4.2.1 About the Exploratory Data Analysis Methods

OML4Py provides methods that enable you to perform exploratory data analysis.

The following table lists methods of OML4Py data type classes with which you can perform common statistical operations and indicates whether the class supports the method.

Table 4-2 Data Exploration Methods Supported by Data Type Classes

Method Description oml.Boolean oml.Bytes oml.Float oml.String oml.DataFrame oml.Datetime oml.Timedelta oml.Timezone oml.Integer
corr

Computes pairwise correlation between all columns in an oml.DataFrame where possible, given the type of coefficient.

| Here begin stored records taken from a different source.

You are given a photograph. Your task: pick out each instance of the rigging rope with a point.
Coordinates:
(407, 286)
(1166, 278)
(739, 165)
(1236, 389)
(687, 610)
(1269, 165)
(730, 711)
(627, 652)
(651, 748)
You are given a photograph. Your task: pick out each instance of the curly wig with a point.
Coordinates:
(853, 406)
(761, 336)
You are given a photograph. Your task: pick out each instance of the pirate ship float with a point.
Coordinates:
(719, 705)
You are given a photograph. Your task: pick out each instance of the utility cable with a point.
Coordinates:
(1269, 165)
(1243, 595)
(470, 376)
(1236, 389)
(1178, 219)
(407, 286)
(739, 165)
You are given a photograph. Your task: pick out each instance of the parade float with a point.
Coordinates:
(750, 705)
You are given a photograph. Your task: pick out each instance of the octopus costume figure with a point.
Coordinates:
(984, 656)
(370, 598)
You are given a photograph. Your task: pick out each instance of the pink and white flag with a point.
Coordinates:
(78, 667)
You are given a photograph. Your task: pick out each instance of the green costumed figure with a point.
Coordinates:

No No No No Yes No No No No
count

Computes the number of elements that are not NULL in the series data object or in each column of an oml.DataFrame.

Yes Yes Yes Yes Yes Yes Yes Yes Yes
crosstab

Computes a cross-tabulation of two or more columns in an oml.DataFrame.

No No No No Yes No No No No
cumsum

Computes the cumulative sum after an oml.Float series data object is sorted, or of each float or Boolean column after an oml.DataFrame object is sorted.

No No Yes No Yes No No No Yes
describe

Computes descriptive statistics that summarize the central tendency, dispersion, and shape of an oml series data distribution, or of each column in an oml.DataFrame.

Yes Yes Yes Yes Yes Yes Yes Yes Yes
kurtosis

Computes the kurtosis of the values in an oml.Float series data object, or for each float column in an oml.DataFrame.

No No Yes No Yes No No No Yes
max

Returns the maximum value in a series data object or in each column in an oml.DataFrame.

Yes Yes Yes Yes Yes Yes Yes Yes Yes
mean

Computes the mean of the values in an oml.Float series object, or for each float or Boolean column in an oml.DataFrame.

No No Yes No Yes No No No Yes
median

Computes the median of the values in an oml.Float series object, or for each float column in an oml.DataFrame.

No No Yes No Yes No No No Yes
min

Returns the minimum value in a series data object or of each column in an oml.DataFrame.

Yes Yes Yes Yes Yes Yes Yes Yes Yes
nunique

Computes the number of unique values in a series data object or in each column of an oml.DataFrame.

Yes Yes Yes Yes Yes Yes Yes Yes Yes
pivot_table

Converts an oml.DataFrame to a spreadsheet-style pivot table.

No No No No Yes No No No No
sort_values

Sorts the values in a series data object or sorts the rows in an oml.DataFrame.

Yes Yes Yes Yes Yes Yes Yes Yes Yes
skew

Computes the skewness of the values in an oml.Float data series object or of each float column in an oml.DataFrame.

No No Yes No Yes No No No Yes
std

Computes the standard deviation of the values in an oml.Float data series object or in each float or Boolean column in an oml.DataFrame.

No No Yes No Yes No No No Yes
sum

Computes the sum of the values in an oml.Float data series object or of each float or Boolean column in an oml.DataFrame.

No No Yes No Yes No No No Yes